Different Stages of Quiescence, Senescence, and Cell Stress Identified by Molecular Algorithm Based on the Expression of Ki67, RPS6, and Beta-Galactosidase Activity

Nicola Alessio  1 Domenico Aprile  1 Salvatore Cappabianca  2 Gianfranco Peluso  3 Giovanni Di Bernardo  1   4 Umberto Galderisi  1   4   5
Affiliations

Different Stages of Quiescence, Senescence, and Cell Stress Identified by Molecular Algorithm Based on the Expression of Ki67, RPS6, and Beta-Galactosidase Activity

Nicola Alessio et al. Int J Mol Sci. .

Abstract

During their life span, cells have two possible states: a non-cycling, quiescent state (G0) and a cycling, activated state. Cells may enter a reversible G0 state of quiescence or, alternatively, they may undergo an irreversible G0 state. The latter may be a physiological differentiation or, following a stress event, a senescent status.
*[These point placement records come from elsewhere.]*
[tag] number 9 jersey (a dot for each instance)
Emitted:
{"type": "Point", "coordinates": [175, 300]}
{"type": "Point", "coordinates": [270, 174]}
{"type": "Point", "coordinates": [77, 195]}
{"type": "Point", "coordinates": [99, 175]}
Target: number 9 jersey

Discrimination among the several G0 states represents a significant investigation, since quiescence, differentiation, and senescence are progressive phenomena with intermediate transitional stages. We used the expression of Ki67, RPS6, and beta-galactosidase to identify healthy cells that progressively enter and leave quiescence through G0-entry, G0 and G0-alert states. We then evaluated how cells may enter senescence following a genotoxic stressful event. We identified an initial stress stage with the expression of beta-galactosidase and Ki67 proliferation marker. Cells may recover from stress events or become senescent passing through early and late senescence states. Discrimination between quiescence and senescence was based on the expression of RPS6, a marker of active protein synthesis that is present in senescent cells but absent in quiescent cells. Even taking into account that fixed G0 states do not exist, our molecular algorithm may represent a method for identifying turning points of G0 transitional states that continuously change.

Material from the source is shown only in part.